Phil Klein peered into the woods from his deer stand in north-central Minnesota, hunting near his father, when he heard the sound of a doe bleating nearby.
“I knew it was my dad’’ trying to attract a buck by mimicking a doe, he said.
“Five minutes later, this deer comes crashing out of the swamp, about 50 or 60 yards away,’’ Klein said. “At first I thought it was a doe, then I noticed it had antlers. But it looked really odd. I counted 8 points, so I shot.’’
Klein, 29, of Champlin, and his dad, Jeff, 57, of Rogers, were in for a surprise.
“My dad came over to help me find it, and he got to the deer first. All I could hear him yell was ‘velvet!’ ”
The 8-point deer’s antlers were covered in velvet, which should have been long gone by November. “It was in full velvet, 100 percent perfect.’’
Then Klein field-dressed the deer and noticed something else odd: “It didn’t have any male genitalia.’’
His 8-point buck was actually an 8-point doe.
“It really didn’t dawn on me for a while,’’ Klein said. “Then at lunch I told my dad, ‘That thing’s a doe.’ He thought I was crazy.’’
But the pair checked the gut pile for evidence they might have missed, and concluded the deer with male headgear was indeed a female. About 10 family members hunt in his group, and they were astounded.
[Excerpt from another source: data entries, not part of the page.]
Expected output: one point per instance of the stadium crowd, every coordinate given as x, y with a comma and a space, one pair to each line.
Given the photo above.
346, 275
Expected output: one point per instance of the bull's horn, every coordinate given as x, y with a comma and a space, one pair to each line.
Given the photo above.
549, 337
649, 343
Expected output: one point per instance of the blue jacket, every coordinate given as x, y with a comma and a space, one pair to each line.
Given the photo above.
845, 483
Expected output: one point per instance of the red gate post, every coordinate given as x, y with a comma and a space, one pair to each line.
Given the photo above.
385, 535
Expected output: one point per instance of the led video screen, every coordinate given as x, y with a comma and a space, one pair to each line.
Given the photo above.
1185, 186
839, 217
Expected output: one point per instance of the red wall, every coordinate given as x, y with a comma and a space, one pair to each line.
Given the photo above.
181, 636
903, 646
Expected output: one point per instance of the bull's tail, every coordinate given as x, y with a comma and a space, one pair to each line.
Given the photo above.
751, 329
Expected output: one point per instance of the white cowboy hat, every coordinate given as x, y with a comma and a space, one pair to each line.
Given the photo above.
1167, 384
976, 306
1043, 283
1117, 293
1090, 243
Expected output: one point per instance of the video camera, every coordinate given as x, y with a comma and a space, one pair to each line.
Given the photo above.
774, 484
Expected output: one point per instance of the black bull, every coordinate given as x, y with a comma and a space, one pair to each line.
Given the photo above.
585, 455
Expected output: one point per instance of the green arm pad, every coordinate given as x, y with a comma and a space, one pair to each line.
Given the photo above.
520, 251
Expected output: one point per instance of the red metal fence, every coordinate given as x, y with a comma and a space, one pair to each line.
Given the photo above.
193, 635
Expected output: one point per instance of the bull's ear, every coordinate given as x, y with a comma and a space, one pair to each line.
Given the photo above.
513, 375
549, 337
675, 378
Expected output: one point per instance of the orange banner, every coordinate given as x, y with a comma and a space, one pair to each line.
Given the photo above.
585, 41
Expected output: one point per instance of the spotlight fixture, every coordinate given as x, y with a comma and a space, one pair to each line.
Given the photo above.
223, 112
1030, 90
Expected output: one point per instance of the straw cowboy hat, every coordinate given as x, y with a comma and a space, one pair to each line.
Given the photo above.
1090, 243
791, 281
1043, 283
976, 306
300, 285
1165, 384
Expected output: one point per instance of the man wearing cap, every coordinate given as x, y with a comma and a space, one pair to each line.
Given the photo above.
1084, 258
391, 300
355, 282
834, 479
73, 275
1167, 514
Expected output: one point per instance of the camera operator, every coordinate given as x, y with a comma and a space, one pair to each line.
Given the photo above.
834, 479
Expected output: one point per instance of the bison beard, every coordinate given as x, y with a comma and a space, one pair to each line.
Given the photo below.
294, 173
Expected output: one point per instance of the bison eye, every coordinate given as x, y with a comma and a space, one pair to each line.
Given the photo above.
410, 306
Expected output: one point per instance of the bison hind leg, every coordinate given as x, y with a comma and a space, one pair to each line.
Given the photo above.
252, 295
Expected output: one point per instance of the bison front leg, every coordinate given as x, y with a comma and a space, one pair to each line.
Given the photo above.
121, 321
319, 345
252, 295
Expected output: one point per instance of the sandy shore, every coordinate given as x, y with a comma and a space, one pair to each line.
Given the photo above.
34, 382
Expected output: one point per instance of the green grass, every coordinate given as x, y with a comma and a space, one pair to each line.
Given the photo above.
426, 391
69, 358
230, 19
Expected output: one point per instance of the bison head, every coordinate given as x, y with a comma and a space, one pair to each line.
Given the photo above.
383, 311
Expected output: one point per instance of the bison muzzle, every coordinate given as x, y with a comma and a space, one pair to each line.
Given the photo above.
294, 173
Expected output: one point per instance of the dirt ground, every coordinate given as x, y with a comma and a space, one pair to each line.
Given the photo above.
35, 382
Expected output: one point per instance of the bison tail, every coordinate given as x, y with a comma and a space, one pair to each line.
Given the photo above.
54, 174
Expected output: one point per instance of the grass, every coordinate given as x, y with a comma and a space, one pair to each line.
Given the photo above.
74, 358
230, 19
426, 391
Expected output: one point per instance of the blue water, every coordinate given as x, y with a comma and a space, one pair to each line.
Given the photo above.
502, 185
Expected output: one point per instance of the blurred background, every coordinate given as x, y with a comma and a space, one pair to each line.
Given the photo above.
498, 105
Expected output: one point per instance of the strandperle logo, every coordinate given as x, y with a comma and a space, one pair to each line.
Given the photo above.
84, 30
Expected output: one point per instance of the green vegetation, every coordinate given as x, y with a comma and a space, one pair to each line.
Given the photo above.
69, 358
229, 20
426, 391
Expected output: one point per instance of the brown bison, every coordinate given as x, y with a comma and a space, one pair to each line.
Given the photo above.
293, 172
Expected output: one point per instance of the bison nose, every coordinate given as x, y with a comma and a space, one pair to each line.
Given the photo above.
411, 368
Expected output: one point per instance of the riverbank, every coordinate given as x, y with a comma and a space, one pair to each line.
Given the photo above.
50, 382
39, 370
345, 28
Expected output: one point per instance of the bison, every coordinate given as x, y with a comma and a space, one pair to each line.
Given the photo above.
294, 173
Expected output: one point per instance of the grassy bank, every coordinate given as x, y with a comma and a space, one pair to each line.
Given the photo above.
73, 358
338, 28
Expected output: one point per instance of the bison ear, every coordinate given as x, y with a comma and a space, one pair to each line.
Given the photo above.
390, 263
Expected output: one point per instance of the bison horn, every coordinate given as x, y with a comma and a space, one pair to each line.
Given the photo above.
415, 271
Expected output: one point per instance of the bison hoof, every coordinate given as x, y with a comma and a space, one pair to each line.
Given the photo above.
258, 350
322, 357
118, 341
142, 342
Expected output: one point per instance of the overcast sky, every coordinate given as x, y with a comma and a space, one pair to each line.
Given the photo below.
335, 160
“My grandpa and his brother have been hunting this land for 40-plus years, and this is the first time we’ve seen anything like this,’’ Klein said. He took some ribbing from his group. “You get a lot of grief for shooting a deer like this,’’ he said.
It could be jealousy. The odds of bagging such a deer are astronomical.
“They’re not common at all,’’ said Lou Cornicelli, Department of Natural Resources wildlife research manager. “It’s an anomaly. We shoot one every couple of years.’’
Last year, hunters killed about 90,000 does, and there were no reports any of them had antlers, Cornicelli said. In 2011, hunters killed about 107,000 does, and just one was reported to have antlers. “There might be one or two killed that we don’t hear about, or that hunters don’t even know it’s not a doe,’’ he said.
The cause is an overproduction of testosterone. Whitetails of both sexes produce testosterone, but if a doe produces too much, antlers can result — sometimes small, but sometimes big.
“Someone shot an 11-point or 14-point doe a few years ago,’’ Cornicelli said. And those rare does may have antlers one year but not the next, he said. Most antlered does lack enough testosterone to lose the velvet on their antlers, he said. Spotting or shooting a doe with a hardened, velvet-free rack would be even more unusual, Cornicelli said.
Antlered does still generally have female reproductive organs, he said. Though rare, he said the DNR isn’t interested in examining or studying the carcass of such deer.
“From an anomaly perspective it’s interesting, from a biological perspective, it happens,’’ Cornicelli said. “It’s just too much testosterone.’’
Meanwhile, Klein is deciding whether to have his unusual trophy mounted. “Everyone wants me to,’’ he said.
“I would,’’ said Cornicelli, an avid deer hunter. Because the antlers aren’t fully developed, he said a taxidermist typically has to inject a preservative into them to maintain the velvet.
Antlered does aren’t the only oddities roaming the woods. Albino (white) deer completely lack the pigment melanin. Piebald (two-toned) deer are mottled white and brown.
“We see very few of those,’’ Cornicelli said.